Thuy Nonnemann: Bootsflüchtlinge kamen ab 1979 nach West-Berlin. Die Wirtschaft boomte. Sie erhielten Aufenthaltsrecht, Arbeitserlaubnis, Deutschkurse und Ausbildungsangebote. Und es war ihnen gestattet, ihre gesamte Großfamilie nachzuholen. Die Vertragsarbeiter hingegen sollten sich in der DDR nicht integrieren, sondern nach fünf Jahren wieder ausreisen. Sie lernten nur so viel Deutsch, wie für die Verständigung am Arbeitsplatz nötig war. Nach der Wende erhielten sie nur ein Bleiberecht, wenn sie genug Geld verdienten. Da sie ihre Arbeitsplätze verloren hatten, blieb ihnen nur die Selbstständigkeit. Aber Politik und Gesellschaft haben ihnen damals auch signalisiert, dass sie nicht willkommen waren.
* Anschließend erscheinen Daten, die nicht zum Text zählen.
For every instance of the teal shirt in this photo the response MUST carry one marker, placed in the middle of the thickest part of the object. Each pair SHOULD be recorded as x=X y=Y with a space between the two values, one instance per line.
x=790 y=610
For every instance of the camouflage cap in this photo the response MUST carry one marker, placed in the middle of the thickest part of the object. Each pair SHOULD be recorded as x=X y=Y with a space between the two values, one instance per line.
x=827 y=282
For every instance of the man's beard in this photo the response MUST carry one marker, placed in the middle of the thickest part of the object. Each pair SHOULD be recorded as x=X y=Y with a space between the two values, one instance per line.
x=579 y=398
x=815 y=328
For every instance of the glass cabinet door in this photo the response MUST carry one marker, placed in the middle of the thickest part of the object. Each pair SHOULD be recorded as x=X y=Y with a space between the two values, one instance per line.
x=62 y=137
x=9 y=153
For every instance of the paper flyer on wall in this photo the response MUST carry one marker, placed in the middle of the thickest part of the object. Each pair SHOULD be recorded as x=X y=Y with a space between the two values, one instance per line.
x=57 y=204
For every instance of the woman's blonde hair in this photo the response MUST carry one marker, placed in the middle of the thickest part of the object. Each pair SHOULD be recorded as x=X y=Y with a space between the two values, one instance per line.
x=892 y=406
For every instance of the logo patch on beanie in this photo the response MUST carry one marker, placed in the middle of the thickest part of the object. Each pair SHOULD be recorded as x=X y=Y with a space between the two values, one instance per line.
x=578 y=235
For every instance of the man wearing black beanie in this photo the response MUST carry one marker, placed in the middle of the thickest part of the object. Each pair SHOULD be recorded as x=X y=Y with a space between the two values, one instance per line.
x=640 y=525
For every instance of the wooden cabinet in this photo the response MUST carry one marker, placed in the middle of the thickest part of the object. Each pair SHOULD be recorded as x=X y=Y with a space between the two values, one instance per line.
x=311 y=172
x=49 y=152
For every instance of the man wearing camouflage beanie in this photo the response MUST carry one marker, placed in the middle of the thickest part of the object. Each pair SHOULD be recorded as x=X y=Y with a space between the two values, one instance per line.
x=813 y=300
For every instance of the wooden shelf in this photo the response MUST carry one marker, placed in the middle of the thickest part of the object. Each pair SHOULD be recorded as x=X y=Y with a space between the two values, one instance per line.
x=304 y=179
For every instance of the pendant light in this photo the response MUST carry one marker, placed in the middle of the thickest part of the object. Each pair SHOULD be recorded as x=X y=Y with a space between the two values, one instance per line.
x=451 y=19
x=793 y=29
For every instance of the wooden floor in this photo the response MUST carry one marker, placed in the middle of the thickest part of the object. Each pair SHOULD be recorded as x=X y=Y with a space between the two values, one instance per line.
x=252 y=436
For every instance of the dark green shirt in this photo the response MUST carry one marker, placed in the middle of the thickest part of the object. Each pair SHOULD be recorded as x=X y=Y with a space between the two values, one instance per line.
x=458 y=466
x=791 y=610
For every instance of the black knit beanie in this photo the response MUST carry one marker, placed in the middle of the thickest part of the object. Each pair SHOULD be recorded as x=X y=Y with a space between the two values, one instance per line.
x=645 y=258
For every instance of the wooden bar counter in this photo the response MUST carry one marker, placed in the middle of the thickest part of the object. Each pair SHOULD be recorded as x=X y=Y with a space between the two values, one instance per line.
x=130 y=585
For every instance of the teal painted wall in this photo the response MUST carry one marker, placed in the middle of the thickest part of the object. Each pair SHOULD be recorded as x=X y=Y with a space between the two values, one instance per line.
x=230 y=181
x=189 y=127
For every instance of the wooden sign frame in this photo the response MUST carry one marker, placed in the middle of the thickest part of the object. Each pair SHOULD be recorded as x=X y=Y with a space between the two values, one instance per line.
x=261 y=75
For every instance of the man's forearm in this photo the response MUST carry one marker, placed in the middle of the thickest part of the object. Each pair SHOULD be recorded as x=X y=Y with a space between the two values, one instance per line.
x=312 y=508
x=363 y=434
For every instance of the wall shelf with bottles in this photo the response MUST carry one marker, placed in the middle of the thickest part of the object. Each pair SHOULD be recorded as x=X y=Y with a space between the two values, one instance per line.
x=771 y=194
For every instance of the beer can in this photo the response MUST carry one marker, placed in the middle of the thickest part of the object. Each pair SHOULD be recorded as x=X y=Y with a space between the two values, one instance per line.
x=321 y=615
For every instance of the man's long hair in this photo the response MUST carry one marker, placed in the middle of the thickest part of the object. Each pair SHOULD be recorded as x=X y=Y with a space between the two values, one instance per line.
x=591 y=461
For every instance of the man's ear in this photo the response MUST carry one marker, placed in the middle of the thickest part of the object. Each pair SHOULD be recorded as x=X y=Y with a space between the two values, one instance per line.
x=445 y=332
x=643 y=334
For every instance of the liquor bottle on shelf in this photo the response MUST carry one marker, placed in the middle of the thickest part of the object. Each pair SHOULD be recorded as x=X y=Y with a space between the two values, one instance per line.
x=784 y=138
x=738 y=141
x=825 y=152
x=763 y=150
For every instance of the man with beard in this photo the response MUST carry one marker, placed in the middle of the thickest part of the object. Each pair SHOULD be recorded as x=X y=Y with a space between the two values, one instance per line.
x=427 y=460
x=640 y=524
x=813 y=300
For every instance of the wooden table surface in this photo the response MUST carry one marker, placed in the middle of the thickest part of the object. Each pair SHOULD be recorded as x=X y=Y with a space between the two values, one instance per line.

Wie sieht es heute mit der Integration aus?

Die zweite Generation ist hervorragend integriert. Die Kinder der ehemaligen Vertragsarbeiter sind gute Schüler, sie sprechen gut Deutsch. Probleme ergeben sich durch die Situation der Eltern: Viele Jugendliche müssen nach Schulschluss im Laden mithelfen, was oft eine Überforderung ist. Sie sprechen nur rudimentär Vietnamesisch, weil den Eltern die Zeit fehlt, ihnen ihre Sprache zu vermitteln. Die Kinder der Bootsflüchtlinge sind schon erwachsen. Viele von ihnen sind Akademiker. Bei den Bootsflüchtlingen sind auch die meisten Angehörigen der ersten Generation gut integriert.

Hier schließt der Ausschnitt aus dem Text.